For “Hispanic or Latino” time series in this table and elsewhere, NHGIS uses 1970 counts based on the 5% sample’s self-identification question for optimal comparability with later censuses.
This makes deriving a suitable “total population” denominator for computing percent Hispanic a little more complicated. Counts from the 5% sample won’t add up exactly to total populations from the 100% count (as given in NT126). Instead, to get an appropriate base population for the 5% sample, you need to sum all counts from a table that’s derived from the 5% sample and that has a total population universe. Based on the source documentation for the 1970 Count files, one table that meets these criteria is NT25. Citizenship by Age. Bottom line: for a suitable denominator, I recommend you sum all the counts from NT25.
(Coincidentally, I was just looking into this issue yesterday, so your question is well timed!)
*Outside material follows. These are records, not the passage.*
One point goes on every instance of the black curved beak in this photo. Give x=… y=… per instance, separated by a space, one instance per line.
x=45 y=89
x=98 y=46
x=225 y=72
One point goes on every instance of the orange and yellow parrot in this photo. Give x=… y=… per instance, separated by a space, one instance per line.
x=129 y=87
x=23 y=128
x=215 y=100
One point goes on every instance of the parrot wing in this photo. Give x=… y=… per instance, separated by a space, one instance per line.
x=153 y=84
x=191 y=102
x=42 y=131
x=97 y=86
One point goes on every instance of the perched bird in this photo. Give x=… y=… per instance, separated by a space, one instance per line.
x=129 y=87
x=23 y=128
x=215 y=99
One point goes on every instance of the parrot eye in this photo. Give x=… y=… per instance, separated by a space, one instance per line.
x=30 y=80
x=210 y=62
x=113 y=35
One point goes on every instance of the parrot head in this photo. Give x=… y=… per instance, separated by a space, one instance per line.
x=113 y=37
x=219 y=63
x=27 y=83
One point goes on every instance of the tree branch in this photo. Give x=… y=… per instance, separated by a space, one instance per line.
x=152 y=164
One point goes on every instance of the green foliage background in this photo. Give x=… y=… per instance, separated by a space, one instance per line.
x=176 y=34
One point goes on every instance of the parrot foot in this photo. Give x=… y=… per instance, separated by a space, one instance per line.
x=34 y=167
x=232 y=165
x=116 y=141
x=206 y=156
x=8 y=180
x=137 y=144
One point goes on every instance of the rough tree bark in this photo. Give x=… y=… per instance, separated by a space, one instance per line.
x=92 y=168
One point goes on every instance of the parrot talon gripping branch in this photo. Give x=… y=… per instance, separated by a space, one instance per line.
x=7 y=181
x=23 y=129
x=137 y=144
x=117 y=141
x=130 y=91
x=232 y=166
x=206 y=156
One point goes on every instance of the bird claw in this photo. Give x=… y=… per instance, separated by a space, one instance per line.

Thank you very much for the helpful response! I would not have figured that out on my own.
I have the same question for using the correct denominator in percent Hispanic for 1980 and 1990 as well. It is not possible to sum the demoninator for Hispanic percent from the Hispanic indicator tables themselves (Tables NT9A and NP8). What tables would be the appropriate source for the denominator in calculating percent Hispanic at the county level for 1980 and 1990? This is not a problem from 2000 onward, where we can clearly calculate a denominator from the Hispanic indicator tables themselves.
Thanks!
Those 1980 and 1990 tables are from STF1 datasets, which are based on the 100% count of the population (not a sample, like the 1970 Spanish Origin counts). Therefore, you can use any 100% count of the total population as a denominator for them, from STF1 or elsewhere. (What’s important is that your numerator and denominator are both based on the same surveyed population.) You could also get compatible Hispanic and Total Population counts for all years from 1980 to 2010 from the corresponding time series tables.